TOKYO | Outfitted like scuba divers, workers on Thursday entered a reactor building for the first time since an explosion crippled the Fukushima nuclear power plant in March and began releasing radiation.
A team of workers donned masks and heavy oxygen tanks, then took turns inside Unit 1 for 10 minutes at a time, officials for Tokyo Electric Power Co. (Tepco) said. The workers set up hoses for a ventilation system that they hope will filter 95 percent of dangerous radioactive elements out of the air.
If the ventilation system succeeds, workers will be able to spend more time inside to set up a cooling system, which is needed to achieve a cold shutdown of the reactor, one of four stricken units at the plant.
If the operation fails, workers could face higher radiation levels inside, or they might not be able to go near the damaged reactors, which could explode again if they overheat.

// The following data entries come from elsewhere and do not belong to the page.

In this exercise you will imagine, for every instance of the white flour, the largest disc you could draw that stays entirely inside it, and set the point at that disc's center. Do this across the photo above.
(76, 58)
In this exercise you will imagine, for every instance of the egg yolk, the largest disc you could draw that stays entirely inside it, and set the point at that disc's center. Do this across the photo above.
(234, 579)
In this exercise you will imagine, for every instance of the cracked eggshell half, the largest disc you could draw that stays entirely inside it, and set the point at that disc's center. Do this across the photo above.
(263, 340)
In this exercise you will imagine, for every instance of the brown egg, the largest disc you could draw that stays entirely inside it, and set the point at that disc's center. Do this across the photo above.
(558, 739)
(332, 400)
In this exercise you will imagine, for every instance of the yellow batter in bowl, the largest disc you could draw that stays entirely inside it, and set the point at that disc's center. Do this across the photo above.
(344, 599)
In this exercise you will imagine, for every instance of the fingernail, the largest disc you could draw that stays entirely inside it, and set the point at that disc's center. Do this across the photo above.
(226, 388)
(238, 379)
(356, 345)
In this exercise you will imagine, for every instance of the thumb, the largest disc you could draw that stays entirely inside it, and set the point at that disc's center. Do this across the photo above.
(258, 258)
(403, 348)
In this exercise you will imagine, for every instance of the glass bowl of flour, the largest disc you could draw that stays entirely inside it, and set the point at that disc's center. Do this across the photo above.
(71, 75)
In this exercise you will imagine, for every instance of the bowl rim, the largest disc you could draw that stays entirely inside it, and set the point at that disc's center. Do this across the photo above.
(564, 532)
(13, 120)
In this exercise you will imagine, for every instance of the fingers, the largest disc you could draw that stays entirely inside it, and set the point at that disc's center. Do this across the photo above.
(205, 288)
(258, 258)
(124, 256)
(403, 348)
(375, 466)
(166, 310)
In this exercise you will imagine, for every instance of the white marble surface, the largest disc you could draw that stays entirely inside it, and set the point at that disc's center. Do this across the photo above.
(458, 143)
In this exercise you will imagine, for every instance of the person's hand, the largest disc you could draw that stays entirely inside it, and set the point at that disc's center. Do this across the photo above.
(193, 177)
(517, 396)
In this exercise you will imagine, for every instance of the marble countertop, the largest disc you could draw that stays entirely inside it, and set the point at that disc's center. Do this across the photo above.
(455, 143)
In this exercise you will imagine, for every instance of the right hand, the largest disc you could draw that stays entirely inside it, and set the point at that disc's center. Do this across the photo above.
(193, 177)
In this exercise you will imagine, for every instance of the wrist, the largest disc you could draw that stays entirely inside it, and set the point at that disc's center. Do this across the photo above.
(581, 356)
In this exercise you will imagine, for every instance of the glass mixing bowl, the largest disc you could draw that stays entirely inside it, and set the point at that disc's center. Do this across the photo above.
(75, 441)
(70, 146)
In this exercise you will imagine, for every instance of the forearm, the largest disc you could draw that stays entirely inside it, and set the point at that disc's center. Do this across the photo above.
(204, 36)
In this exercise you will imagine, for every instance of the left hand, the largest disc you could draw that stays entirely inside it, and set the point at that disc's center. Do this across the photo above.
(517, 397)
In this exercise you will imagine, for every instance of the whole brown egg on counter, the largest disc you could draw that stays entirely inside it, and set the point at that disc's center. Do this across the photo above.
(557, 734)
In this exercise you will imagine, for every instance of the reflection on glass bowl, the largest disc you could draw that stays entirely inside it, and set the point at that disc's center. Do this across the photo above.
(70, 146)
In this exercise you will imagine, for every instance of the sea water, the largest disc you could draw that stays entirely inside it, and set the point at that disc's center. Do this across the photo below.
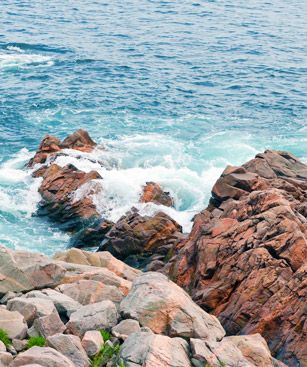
(173, 90)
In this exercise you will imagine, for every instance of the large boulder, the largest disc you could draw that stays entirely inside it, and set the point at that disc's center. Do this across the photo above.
(158, 303)
(245, 258)
(46, 357)
(100, 315)
(152, 192)
(135, 234)
(50, 145)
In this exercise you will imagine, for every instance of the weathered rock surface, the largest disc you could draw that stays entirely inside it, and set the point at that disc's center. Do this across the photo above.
(50, 145)
(70, 346)
(13, 323)
(245, 259)
(150, 350)
(97, 316)
(165, 308)
(46, 357)
(152, 192)
(134, 234)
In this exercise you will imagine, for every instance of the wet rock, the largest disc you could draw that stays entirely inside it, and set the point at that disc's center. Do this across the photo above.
(150, 350)
(47, 357)
(92, 342)
(97, 316)
(91, 291)
(125, 328)
(50, 145)
(136, 234)
(152, 192)
(49, 325)
(158, 303)
(13, 323)
(70, 346)
(245, 258)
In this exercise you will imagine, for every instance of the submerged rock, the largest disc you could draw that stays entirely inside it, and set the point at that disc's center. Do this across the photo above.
(245, 259)
(152, 192)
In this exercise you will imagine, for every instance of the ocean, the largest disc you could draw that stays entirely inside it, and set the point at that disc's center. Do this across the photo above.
(174, 91)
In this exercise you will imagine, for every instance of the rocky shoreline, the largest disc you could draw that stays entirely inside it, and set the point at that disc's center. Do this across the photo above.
(243, 266)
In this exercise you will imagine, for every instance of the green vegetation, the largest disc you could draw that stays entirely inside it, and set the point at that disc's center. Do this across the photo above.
(5, 338)
(36, 341)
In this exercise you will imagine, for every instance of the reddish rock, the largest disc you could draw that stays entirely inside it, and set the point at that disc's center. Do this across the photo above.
(245, 259)
(152, 192)
(134, 234)
(50, 145)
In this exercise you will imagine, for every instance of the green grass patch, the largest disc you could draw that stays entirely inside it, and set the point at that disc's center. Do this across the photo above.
(5, 338)
(35, 341)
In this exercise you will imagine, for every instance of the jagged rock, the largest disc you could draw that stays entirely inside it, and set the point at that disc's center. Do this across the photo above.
(100, 315)
(125, 328)
(150, 350)
(101, 259)
(31, 308)
(70, 346)
(158, 303)
(92, 342)
(49, 325)
(91, 291)
(50, 145)
(136, 234)
(152, 192)
(65, 305)
(13, 323)
(47, 357)
(22, 271)
(245, 259)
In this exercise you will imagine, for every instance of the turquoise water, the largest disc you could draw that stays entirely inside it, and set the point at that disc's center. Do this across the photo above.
(174, 90)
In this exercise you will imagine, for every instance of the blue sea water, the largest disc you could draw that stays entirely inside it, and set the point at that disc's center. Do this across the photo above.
(175, 90)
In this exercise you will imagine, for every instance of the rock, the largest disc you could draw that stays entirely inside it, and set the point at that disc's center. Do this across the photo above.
(245, 258)
(158, 303)
(64, 304)
(125, 328)
(92, 342)
(101, 259)
(58, 201)
(24, 271)
(5, 359)
(97, 316)
(152, 192)
(70, 346)
(150, 350)
(91, 291)
(13, 323)
(50, 145)
(31, 308)
(49, 325)
(136, 234)
(47, 357)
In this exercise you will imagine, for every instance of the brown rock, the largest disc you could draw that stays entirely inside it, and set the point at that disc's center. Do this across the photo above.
(152, 192)
(245, 259)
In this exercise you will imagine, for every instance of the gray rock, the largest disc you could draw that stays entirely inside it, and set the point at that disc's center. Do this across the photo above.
(91, 291)
(49, 325)
(151, 350)
(13, 323)
(65, 305)
(165, 308)
(101, 315)
(5, 359)
(47, 357)
(70, 346)
(31, 308)
(92, 342)
(125, 328)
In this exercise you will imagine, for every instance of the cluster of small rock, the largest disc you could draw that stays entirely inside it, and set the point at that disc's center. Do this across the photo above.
(68, 300)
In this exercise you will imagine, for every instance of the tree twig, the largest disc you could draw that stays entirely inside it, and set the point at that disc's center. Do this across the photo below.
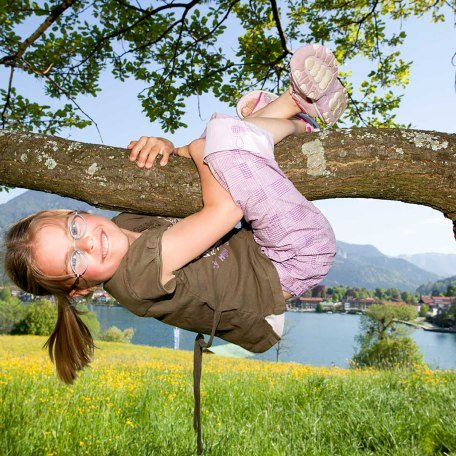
(283, 40)
(55, 14)
(8, 97)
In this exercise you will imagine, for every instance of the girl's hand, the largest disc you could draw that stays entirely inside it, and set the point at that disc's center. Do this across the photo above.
(147, 148)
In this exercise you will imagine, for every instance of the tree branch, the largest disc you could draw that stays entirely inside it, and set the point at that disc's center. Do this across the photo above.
(8, 97)
(392, 164)
(148, 14)
(283, 40)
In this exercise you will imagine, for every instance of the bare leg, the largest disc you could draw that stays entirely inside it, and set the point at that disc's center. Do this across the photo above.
(279, 128)
(275, 118)
(283, 107)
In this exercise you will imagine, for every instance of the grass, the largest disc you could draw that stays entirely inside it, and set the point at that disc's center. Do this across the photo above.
(138, 400)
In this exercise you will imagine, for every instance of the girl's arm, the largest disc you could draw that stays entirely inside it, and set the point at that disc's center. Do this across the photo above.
(193, 235)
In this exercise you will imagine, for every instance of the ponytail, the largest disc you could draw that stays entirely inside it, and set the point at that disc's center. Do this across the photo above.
(70, 345)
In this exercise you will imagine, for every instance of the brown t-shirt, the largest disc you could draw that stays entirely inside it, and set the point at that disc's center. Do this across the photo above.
(233, 279)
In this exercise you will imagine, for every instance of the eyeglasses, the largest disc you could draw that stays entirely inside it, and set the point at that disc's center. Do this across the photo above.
(77, 226)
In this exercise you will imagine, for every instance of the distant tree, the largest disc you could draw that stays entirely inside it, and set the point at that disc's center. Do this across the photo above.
(424, 310)
(379, 293)
(41, 316)
(446, 318)
(406, 297)
(383, 342)
(282, 346)
(39, 320)
(89, 318)
(390, 354)
(451, 290)
(114, 334)
(12, 311)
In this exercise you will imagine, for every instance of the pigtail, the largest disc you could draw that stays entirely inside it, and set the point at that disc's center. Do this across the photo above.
(70, 345)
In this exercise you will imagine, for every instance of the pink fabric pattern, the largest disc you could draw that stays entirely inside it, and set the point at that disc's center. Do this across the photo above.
(291, 231)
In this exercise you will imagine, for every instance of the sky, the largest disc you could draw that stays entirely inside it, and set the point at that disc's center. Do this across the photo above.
(429, 103)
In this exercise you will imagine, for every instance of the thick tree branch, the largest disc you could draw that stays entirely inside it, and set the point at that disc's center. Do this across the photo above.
(393, 164)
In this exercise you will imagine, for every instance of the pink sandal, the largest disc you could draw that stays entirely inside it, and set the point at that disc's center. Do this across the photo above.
(314, 83)
(261, 98)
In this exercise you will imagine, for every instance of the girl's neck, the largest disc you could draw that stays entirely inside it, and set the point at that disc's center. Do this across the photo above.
(131, 235)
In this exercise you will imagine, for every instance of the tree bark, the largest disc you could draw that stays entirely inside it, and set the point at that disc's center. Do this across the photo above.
(393, 164)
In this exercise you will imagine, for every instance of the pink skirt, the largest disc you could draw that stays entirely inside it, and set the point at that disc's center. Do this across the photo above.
(291, 231)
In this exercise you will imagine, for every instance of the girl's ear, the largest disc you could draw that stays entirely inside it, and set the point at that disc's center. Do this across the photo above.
(81, 292)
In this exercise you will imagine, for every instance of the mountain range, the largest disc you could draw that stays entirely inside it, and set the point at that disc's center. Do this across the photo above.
(355, 265)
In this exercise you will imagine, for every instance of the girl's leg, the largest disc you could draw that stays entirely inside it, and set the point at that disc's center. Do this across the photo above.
(291, 231)
(284, 107)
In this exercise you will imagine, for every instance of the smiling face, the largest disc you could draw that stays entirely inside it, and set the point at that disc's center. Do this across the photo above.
(104, 245)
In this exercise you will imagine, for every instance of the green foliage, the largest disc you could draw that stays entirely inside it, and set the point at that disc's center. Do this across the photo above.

“We have completed work to place eight ducts inside the facility for the air-cleaning system,” Tepco spokesman Taisuke Tomikawa said. “The operation went smoothly, with no major troubles today, and the radiation the workers were exposed to was, so far, lower than originally expected.
“We plan to operate the system for a few days so that we can reduce radiation to around one-twentieth of the current level inside the facility,” he said.
The nuclear safety agency said the filters and ventilators were running.
“We will operate the [ventilators] for about two or three days. After that we plan to start work on actually installing the cooling system,” spokesman Naoyuki Matsumoto said.
Hydrogen explosions at four of the plant’s six reactors blew apart some of their walls and roofs and scattered radioactive debris, forcing some 80,000 residents within a 12-mile radius to evacuate.
Since workers could not safely approach the reactors, a remote-controlled robot, made in the United States, has been recording levels of radiation. Data last Friday showed a drop in levels, and the operator decided to send workers in, Mr. Tomikawa said.
On Thursday, workers set up a tent around the building’s entrance to prevent radioactive air from seeping into the outside atmosphere. Entering in small teams at intervals, workers were exposed to levels of radiation just below the legal limit, Mr. Tomikawa said.
Little is known about the workers. Neither media nor independent analysts have not been allowed near the site since the March 11 tsunami wiped out the plant’s electrical systems, causing reactors to overheat.
At Tepco headquarters in Tokyo, government officials, company scientists and nuclear regulators have been joining together to give extensive press conferences that many local and foreign reporters say lack context, analysis of human health risks and independent views.
Many executives have worked in Tepco and the government’s regulatory agency, raising concerns over what local media calls a “culture of complicity” in a “nuclear village” where criticism or whistle-blowing is discouraged or punished.